SA stürmte Gumbels Wohnung

Im Fall vom Emil Julius Gumbel hatte die SA schon 1932, also bevor die Nationalsozialisten an die Macht kamen, dessen Heidelberger Wohnung gestürmt. Später leerte sie sein Bankschließfach. Darin enthalten: Die wertvolle Münzsammlung des Professors. „Weil man das nicht einschätzen konnte, wandte man sich an den Direktor des Münzkabinetts im damaligen Berliner Kaiser-Friedrich-Museum“, sagt Glauert. In den Potsdamer Akten ist verzeichnet, dass er einige Stücke für seine Sammlung ankaufte. Sie sind bis heute in einer Ausstellung im Berliner Bode-Museum zu sehen.

70.000 Namen von Menschen, die verfolgt wurden oder in die Emigration getrieben wurden, sind in den Akten enthalten.
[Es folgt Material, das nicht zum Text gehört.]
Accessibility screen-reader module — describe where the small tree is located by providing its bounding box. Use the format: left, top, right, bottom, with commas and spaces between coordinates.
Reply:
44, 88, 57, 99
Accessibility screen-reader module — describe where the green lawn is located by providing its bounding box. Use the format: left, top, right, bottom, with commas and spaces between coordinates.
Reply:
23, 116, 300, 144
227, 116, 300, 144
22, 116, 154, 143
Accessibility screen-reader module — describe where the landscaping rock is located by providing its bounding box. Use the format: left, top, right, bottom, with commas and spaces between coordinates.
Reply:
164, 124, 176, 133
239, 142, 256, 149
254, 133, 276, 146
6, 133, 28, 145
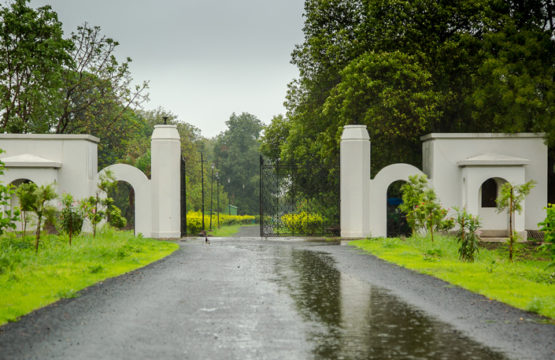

Mario Glauert, Direktor des Landeshauptarchivs

Dann holt Glauert die Akte des Kunsthändlers Bruno Cassirer hervor. Der Verleger und Pferdeliebhaber, dem einst auch das uckermärkische Gestüt Lindenhof bei Templin gehörte, musste Ende der 1930er Jahre nach England emigrieren. Auf einer eng mit Schreibmaschine beschriebenen Seite sind die Namen der Käufer seiner Kunstwerke verzeichnet. Mehrfach dabei: Der Kunsthändler Hildebrand Gurlitt. Seine Kunstsammlung, die nach dem Tod seines Sohnes Cornelius Gurlitt 2012 in München wieder auftauchte, trug maßgeblich dazu bei, dass das Thema NS-Raubkunst heute von Museen in aller Welt energisch angegangen wird.

Akten in Potsdam spielen Schlüsselrolle

Die Akten im Potsdamer Landeshauptarchiv spielen dabei eine Schlüsselrolle. „Sie erklären die Herkunft vieler Gegenstände, die sich auch heute noch im Eigentum der öffentlichen Hand befinden“, sagt Brandenburgs Kulturministerin Manja Schüle (SPD). Sie war am Montag ins Landeshauptarchiv gekommen, um einen besonderen Meilenstein in der Erforschung der NS-Raubkunst zu würdigen: Rund 42.000 beschreibende Datensätze zu den Akten des Oberfinanzpräsidenten sind nun im Internet einsehbar.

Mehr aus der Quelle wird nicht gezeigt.